DALLAS Best-in-class companies actually allow themselves to be worst in class at their weaknesses, according to Frances X. Frei, a Harvard Business School professor and expert on service excellence.
It is a concept that many found difficult to swallow at this month’s Multi-Unit Foodservice Operators conference, as restaurateurs and foodservice executives typically strive for perfection on all fronts. But Frei, best known for her work researching the most successful service-based companies like Commerce Bank, Southwest Airlines and Starbucks Coffee, contended that operations must be allowed to fail at what isn’t important to their brand so that they can succeed in what is most important to their customers.
“The No. 1 obstacle across every industry is not having the stomach to be bad at anything,” she said. “Organizations that will not permit themselves to be bad at anything, those organizations do not win.”
She cited Commerce Bank, once the fastest-growing and most consumer-preferred financial institution, which succeeded by offering best-in-class service, longer operating hours and more face-to-face customer interactions than any other bank. However, they also offered worst-in-class products offerings and product pricing.
“Organizations need to determine what is most and least important,” Frei said. “Be best in class at what is most important to customers and worst in class at what is least important to customers.”
It isn’t easy to determine what a company’s focus should be, and what a company can leave on the sidelines. Winning companies determine whether they want a singular focus on specific service attributes, a multi-tiered focus for different sets of customers and their respective priorities, or actually seek to change customer preference to match what the company offers.
“If we want sustainable excellence, we have to make these tradeoffs,” she said. “What are the dimensions we’re going after, and what can we give up to get there?”
Frei said most service-based operations also fail on three other aspects: designing operations for their employees to succeed; finding ways to pay for the ideas that would create service excellence; and the inability to get customers “to behave” the way they want them to behave in order to maximize service efforts.
She noted that most companies design operations for the employees they want to employ rather than the employees they have employed. Best-in-class firms design operations and goals around the average employee, rather than the star employee. To get that result, companies must evaluate whether they need to reduce the complexity of operations or raise the sophistication of employees.

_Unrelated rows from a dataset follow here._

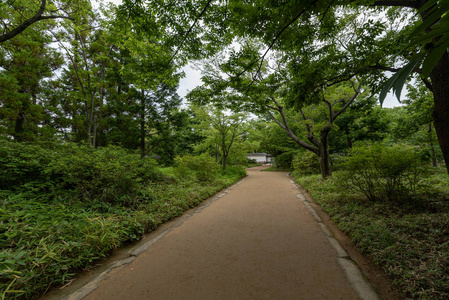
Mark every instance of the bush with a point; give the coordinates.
(202, 167)
(306, 163)
(382, 172)
(111, 173)
(234, 172)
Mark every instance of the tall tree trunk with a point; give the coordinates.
(324, 159)
(224, 162)
(94, 142)
(142, 124)
(440, 90)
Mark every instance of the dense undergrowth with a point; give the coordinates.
(62, 207)
(407, 238)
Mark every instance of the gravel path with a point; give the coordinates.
(257, 241)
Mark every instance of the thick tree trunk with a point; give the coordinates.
(224, 162)
(440, 89)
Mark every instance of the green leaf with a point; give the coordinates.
(397, 81)
(434, 56)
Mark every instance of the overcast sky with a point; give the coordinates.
(193, 79)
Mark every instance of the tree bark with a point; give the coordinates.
(440, 85)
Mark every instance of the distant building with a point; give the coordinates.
(262, 158)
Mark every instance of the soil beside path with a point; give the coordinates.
(258, 241)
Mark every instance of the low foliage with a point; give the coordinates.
(202, 167)
(383, 172)
(408, 240)
(51, 230)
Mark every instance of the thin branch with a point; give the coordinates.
(357, 92)
(402, 3)
(190, 29)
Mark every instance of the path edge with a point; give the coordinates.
(358, 281)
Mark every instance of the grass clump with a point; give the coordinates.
(408, 239)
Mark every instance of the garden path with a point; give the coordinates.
(256, 241)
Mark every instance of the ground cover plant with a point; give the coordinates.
(407, 238)
(58, 218)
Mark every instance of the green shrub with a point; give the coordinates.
(110, 174)
(382, 172)
(284, 160)
(201, 167)
(306, 162)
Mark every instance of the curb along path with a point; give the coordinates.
(255, 240)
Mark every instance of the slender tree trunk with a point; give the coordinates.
(440, 90)
(94, 141)
(432, 147)
(19, 128)
(216, 152)
(348, 139)
(142, 124)
(224, 162)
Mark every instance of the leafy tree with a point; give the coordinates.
(222, 131)
(26, 62)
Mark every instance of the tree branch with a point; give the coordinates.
(357, 92)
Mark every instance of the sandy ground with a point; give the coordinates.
(257, 242)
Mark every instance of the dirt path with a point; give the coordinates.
(258, 241)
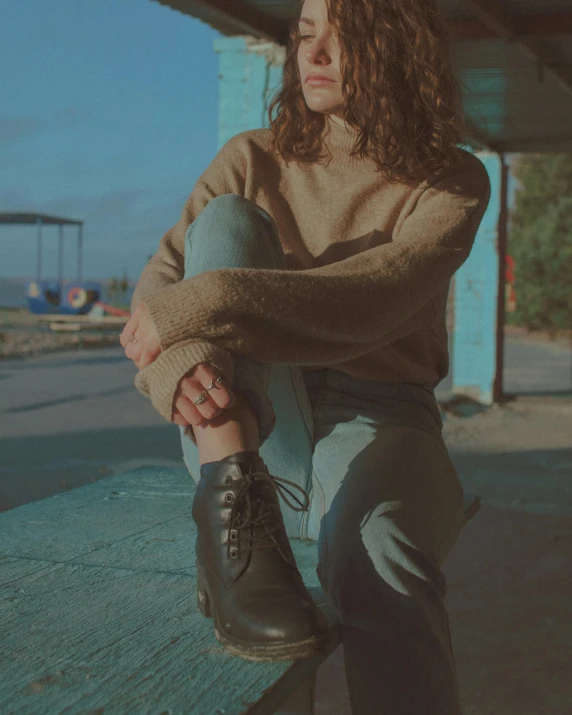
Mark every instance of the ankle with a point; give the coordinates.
(235, 430)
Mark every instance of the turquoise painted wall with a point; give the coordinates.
(473, 356)
(250, 71)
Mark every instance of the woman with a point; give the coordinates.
(306, 340)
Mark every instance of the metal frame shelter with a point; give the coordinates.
(513, 60)
(40, 220)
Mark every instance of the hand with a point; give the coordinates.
(190, 386)
(146, 347)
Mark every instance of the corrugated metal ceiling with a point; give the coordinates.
(513, 60)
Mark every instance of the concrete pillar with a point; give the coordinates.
(250, 70)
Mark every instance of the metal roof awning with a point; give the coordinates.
(41, 220)
(513, 60)
(29, 219)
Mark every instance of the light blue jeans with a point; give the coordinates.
(386, 500)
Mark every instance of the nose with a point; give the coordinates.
(317, 53)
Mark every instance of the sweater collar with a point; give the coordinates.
(340, 139)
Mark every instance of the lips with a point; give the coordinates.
(318, 76)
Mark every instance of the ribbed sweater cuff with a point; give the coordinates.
(170, 307)
(160, 379)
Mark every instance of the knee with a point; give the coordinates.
(237, 209)
(380, 561)
(233, 222)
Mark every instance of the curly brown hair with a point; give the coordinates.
(410, 113)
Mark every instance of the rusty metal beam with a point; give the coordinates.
(231, 18)
(550, 24)
(499, 20)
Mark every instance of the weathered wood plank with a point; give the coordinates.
(98, 608)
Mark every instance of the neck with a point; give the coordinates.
(340, 139)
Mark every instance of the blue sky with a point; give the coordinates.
(108, 115)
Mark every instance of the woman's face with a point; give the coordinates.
(319, 53)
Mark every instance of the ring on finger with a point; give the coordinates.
(217, 380)
(203, 397)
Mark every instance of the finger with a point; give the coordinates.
(189, 411)
(147, 356)
(205, 373)
(129, 328)
(178, 418)
(133, 351)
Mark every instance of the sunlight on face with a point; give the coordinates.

“Those companies that fail have an operating environment that is so crazy complicated it takes heroic efforts from employees and you obtain episodic excellence,” Frei said. “You want sustained excellence.”
She suggested that companies go through the process of determining their strengths, finding what the customer wants, and pruning operational practices and staff as often as is needed to keep current with the life cycle of their respective industry.